„Ene mene Maus und du bist raus – eine Mord(s)komödie“ im Frauenzimmertheater Leipzig.
Odin Ludwig ist Lenes erfolgreicher Macker. Seit zwanzig Jahren ist sie mit dem Banker verehelicht. Heute ist Hochzeitstag, und Lene hat es schön gemacht: Karpfen gekocht, Wein kaltgestellt, Konzertkarten besorgt, die Falten geglättet und nach dem schönen Abend erhofft sie sich noch schönen Sex.
Von Henner Kotte
Aber der Odin ist sechse nicht heeme und erscheint nimmer in den nächsten Stunden. Nun muss sich die Lene sorgen: Unfall, Trennung, gar ein Verbrechen? In diesen bangen Minuten überdenkt sie Leben und Sterben, ihre Karriere, ihre Verluste, ihre Aufopferung. Sie steigert sich in wüste Phantasien von Puff, Liebesbetrug, Mafiageld und Enterbung. Und wahrlich werden für all ihre kruden Ideen die Beweise geliefert: Schwarzgeld im Safe, Pistole im Schrank, Anrufe auf Odins Geheimhandy und und und, da nimmt es nicht Wunder, dass die Lene am Rad dreht und aufs Ende hin übers Happyend hinaus schießt.

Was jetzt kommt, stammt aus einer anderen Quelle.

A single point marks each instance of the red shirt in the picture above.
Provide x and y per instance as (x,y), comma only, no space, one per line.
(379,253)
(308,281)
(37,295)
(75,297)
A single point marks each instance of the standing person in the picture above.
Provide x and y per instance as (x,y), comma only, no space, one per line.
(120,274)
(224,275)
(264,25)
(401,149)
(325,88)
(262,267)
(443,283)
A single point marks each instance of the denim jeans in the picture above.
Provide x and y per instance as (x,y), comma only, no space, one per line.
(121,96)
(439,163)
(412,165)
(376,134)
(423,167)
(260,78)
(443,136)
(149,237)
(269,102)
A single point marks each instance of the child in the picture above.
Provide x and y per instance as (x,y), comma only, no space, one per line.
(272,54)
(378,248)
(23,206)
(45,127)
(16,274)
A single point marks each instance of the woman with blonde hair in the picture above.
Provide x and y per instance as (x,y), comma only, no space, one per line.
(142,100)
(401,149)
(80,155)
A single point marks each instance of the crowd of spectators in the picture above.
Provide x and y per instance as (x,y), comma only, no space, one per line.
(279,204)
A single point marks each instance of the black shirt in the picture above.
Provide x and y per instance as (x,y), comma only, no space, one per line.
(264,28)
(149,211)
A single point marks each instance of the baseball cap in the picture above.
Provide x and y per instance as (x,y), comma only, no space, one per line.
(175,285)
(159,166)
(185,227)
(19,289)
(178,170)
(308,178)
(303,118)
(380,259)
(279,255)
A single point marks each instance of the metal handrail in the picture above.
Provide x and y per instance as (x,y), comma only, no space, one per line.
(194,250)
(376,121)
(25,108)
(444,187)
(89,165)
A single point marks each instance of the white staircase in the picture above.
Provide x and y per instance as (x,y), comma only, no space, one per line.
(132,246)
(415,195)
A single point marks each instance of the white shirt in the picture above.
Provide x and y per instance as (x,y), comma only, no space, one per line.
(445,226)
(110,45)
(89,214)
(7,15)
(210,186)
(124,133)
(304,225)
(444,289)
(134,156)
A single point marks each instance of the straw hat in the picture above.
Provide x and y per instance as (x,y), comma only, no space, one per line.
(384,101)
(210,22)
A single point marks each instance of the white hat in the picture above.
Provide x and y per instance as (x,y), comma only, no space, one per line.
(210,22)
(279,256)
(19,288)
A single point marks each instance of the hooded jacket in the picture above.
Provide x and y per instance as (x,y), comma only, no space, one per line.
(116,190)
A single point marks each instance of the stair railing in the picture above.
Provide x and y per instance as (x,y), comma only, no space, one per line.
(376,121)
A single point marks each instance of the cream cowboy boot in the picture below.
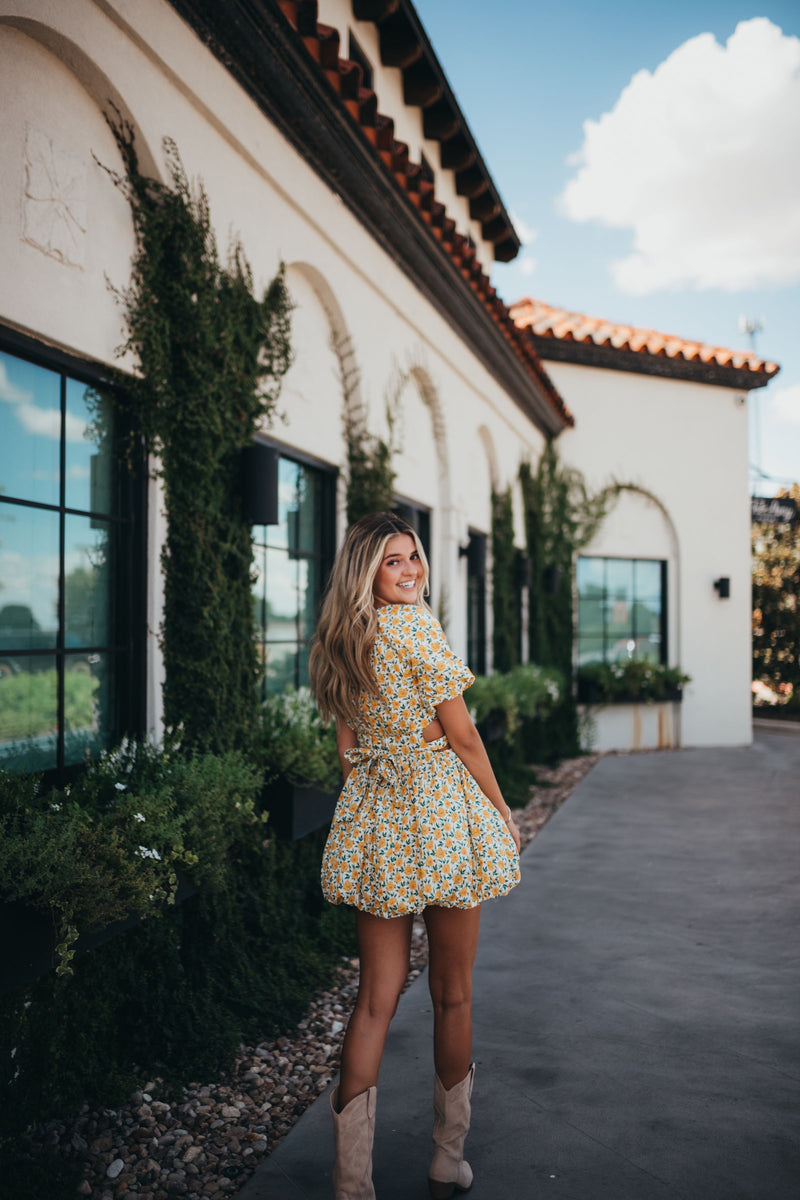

Frauen bewerten ihr Leben, ist dem Theater nicht neu. Guten Morgen, du Schöne hielt einst die DDR ob der ungeschönten Realität in Atem. Vagina-Monologe schockten und zeigten auf sehr sensible Stellen. Wie hörten das Gespräch im Hause Stein über den abwesenden Herrn von Goethe, und eine Cavewoman zog die Traditionslinien von der Urzeit ins Jetzt. Nun also spricht Frau Lene Ludwig Ene meine Maus, und du bist raus über ihren abwesenden Gatten, und das tut sie in einer Mordskomödie im Frauenzimmertheater. Da ist der Name Programm möchte man meinen: Antje Poser steht auf der wunderschön schrägen Bühne, Ev Schreiber inszenierte mit mancher Musik. Die Urheberschaft des Textes wird nur insofern verraten: eine Autorin (wer sonst). Und im Publikum sind die Männer Minderheit mit einem Drittel. Die Dramaturgie des Abends ist schnell erkannt: Das schöne Ehebild gerät in Minuten zur Katastrophe. Themen wie Gleichberechtigung, Kochkunst, Frustrationen im Alltag werden verhandelt. In der Natur solcher Theatersache liegt, dass man ohne Klischee nicht ganz auskommt. Wenn der Herr denn böse ist, ist er‘s ganz. Wenn der Denkfaden zu zerreißen droht, klingelt das Telefon. Und gar Beethoven im Jubiläumsjahr gedenkt die Lene. All das wird vergnüglich serviert. Wir haben unseren Spaß dran gehabt.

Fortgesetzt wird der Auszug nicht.